Забегая далеко вперед, скажу, что волновалась она напрасно: летом пятьдесят шестого года, после реабилитации я видел ее в помещении пенсионного отдела МГБ. Лицо ее выражало самоуверенность и удовлетворение: как старый кадровый сотрудник она получила пенсию, в которой мне по формальным причинам было отказано. А сознательное уничтожение советских кадров? Ах, это только пустячная подробность — она была осуждена по делу о гитлеровской агентуре, — такому же липовому, как и наше. И оба оказались на свободе…
Конечно, начальство мало контролировало меня. В первый день я спустился в трюм только на час. Потом на три, потом на день. Отпали и свободные дни. Все пошло по-старому, кроме одного — спать я выходил наверх.
На ночь я ложился в маленькой надстройке у передней мачты вместе с Николаем Николаевичем и учетчиком Амду-ром — человеком моих лет, бывшим главным инженером большого военного завода. Николай Николаевич, бывало, скажет: «Не забудьте ночью топить буржуйку, а то к утру мы замерзнем!» — повернется лицом к стене и захрапит. А мы нальем по кружке горячей воды, капнем туда валерьянки для вкуса, съедим по ломтику хлеба и начнем длинный разговор — спокойный и тихий. Вспоминается не лагерное, далекое. Это отдых. Лазейка. Забвение.

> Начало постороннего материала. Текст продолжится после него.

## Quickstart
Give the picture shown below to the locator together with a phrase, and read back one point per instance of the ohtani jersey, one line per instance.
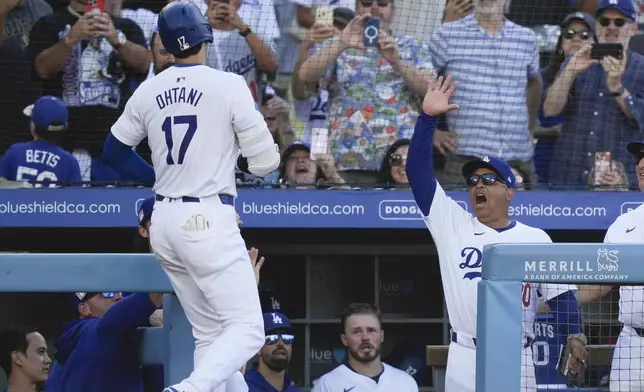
(460, 238)
(344, 379)
(191, 115)
(628, 228)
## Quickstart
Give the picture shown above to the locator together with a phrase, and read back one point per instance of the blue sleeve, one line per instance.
(420, 162)
(124, 160)
(131, 312)
(75, 178)
(565, 310)
(6, 165)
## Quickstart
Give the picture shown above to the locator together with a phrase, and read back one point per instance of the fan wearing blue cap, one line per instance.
(42, 162)
(460, 236)
(274, 357)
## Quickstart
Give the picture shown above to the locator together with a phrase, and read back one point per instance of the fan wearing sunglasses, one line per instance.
(274, 357)
(460, 237)
(392, 169)
(602, 100)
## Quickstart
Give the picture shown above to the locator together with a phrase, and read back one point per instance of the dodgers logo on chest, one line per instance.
(472, 259)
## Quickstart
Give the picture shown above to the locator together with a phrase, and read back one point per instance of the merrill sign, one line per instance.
(605, 267)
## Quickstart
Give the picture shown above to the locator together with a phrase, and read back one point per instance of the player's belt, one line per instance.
(471, 342)
(225, 199)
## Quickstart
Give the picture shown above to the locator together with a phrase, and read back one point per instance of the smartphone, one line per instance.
(96, 6)
(599, 51)
(324, 16)
(603, 164)
(371, 32)
(319, 142)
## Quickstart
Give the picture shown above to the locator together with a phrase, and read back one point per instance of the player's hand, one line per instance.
(579, 355)
(156, 319)
(439, 93)
(257, 265)
(82, 29)
(388, 48)
(353, 34)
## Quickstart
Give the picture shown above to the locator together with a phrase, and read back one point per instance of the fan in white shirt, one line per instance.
(364, 371)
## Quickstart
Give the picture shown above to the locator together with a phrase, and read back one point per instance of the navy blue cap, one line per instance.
(501, 167)
(294, 147)
(48, 113)
(580, 17)
(626, 7)
(145, 211)
(274, 321)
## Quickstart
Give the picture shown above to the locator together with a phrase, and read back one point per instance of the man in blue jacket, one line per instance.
(99, 351)
(274, 357)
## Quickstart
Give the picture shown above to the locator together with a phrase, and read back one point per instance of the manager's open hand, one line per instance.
(439, 92)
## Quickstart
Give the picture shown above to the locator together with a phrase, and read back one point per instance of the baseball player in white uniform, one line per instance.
(196, 120)
(627, 369)
(460, 237)
(364, 371)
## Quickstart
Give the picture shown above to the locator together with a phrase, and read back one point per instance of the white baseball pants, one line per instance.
(461, 369)
(201, 249)
(627, 368)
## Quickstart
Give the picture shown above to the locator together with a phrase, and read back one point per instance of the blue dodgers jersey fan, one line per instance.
(42, 162)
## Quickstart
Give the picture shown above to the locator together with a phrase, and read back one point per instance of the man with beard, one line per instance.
(274, 357)
(364, 371)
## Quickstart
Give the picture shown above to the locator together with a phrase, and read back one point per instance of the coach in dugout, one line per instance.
(99, 351)
(364, 370)
(24, 359)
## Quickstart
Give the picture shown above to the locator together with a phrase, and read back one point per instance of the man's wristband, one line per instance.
(245, 32)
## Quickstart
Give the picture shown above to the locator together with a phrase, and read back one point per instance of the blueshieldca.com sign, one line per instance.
(602, 268)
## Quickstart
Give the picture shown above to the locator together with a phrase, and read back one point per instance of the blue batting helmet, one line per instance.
(182, 26)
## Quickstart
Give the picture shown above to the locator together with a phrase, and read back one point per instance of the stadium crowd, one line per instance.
(341, 114)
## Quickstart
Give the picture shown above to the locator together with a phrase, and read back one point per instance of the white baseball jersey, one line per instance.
(190, 115)
(343, 379)
(629, 228)
(460, 238)
(230, 52)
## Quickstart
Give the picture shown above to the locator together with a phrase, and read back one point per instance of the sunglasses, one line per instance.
(108, 295)
(286, 338)
(369, 3)
(397, 159)
(487, 178)
(618, 22)
(582, 34)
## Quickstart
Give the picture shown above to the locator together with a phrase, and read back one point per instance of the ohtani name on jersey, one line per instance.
(179, 95)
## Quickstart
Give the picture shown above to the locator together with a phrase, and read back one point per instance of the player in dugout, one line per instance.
(460, 237)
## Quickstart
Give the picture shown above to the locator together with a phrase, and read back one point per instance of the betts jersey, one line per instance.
(40, 163)
(189, 114)
(629, 228)
(459, 239)
(345, 379)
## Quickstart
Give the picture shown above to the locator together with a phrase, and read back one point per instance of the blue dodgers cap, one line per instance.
(626, 7)
(580, 17)
(501, 167)
(48, 113)
(274, 321)
(145, 211)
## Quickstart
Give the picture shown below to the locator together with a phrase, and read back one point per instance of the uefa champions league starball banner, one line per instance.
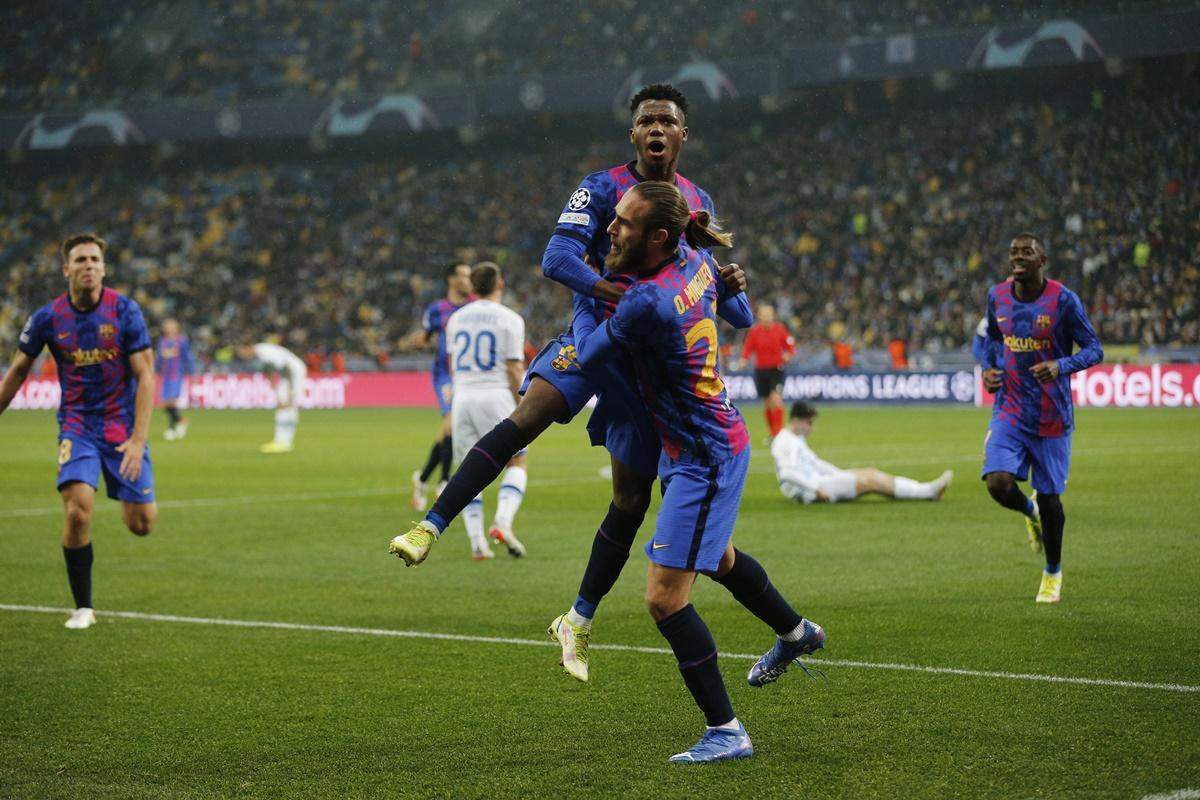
(1167, 385)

— В молодости я был еще более безобразен, чем теперь, — задумчиво рассказывал Амдур. — Уши торчат, как паруса, нос повис до подбородка, — словом, не еврей, а злобная карикатура на еврея. И угораздило меня влюбиться в Тасю, русскую девушку, первую красавицу в нашем институте. Моя любовь ее удивляла не меньше, чем меня самого. Не оскорбляла, а просто удивляла, как нелепость. Я не смел ухаживать за ней, вы понимаете, это было бы смешно; к тому же я не знал, как это делается. Но принялся помогать Тасе, оберегать ее, — а учились мы в трудные годы — и в помощи моей, она, конечно, нуждалась. В это время у нее появился кавалер — командир из стоявшего в городе кавалерийского полка, — парень стройный, красивый, веселый. Ну как было бороться с ним такому чучелу, как я?! А я принял вызов, и мы скрестили шпаги. Надо сказать, что вдобавок ко всему я был еще и несчастлив: о своей любви начал говорить Тасе в лодке и перевернул ее как раз в том месте, где плавала нефть; дал ей прикурить и прожег новое платье; потерял ее сумочку на гулянье в городском саду. Все было против меня, абсолютно все, кроме одного — силы любви. Я любил ее как тысяча красивых парней, и она поняла это. Я победил кавалериста, победил свои оттопыренные уши, победил ее насмешливую снисходительность, победил все. После женитьбы нас назначили вместе на завод. Там-то я и выдвинул идею своего первого изобретения. Это был вопрос огромной важности — военной, политической, финансовой. Но технология оставалась непроверенной. После долгих споров начальство решило рискнуть: скажу прямо — помог Серго Орджоникидзе. Аппаратуру зарядили, рабочих на случай взрыва вывели с завода. Но у котла должны были остаться двое. И вызвалась Тася, моя молодая жена: мы оба были комсомольцами, верили в Сталина, в свое счастье, в свою любовь. Когда все вышли и мы остались одни, я включил аппаратуру, химический процесс начался, а мы замерли перед сигнальными приборами и знаете что сделали, доктор? Не угадаете! Обнялись и прижались губами!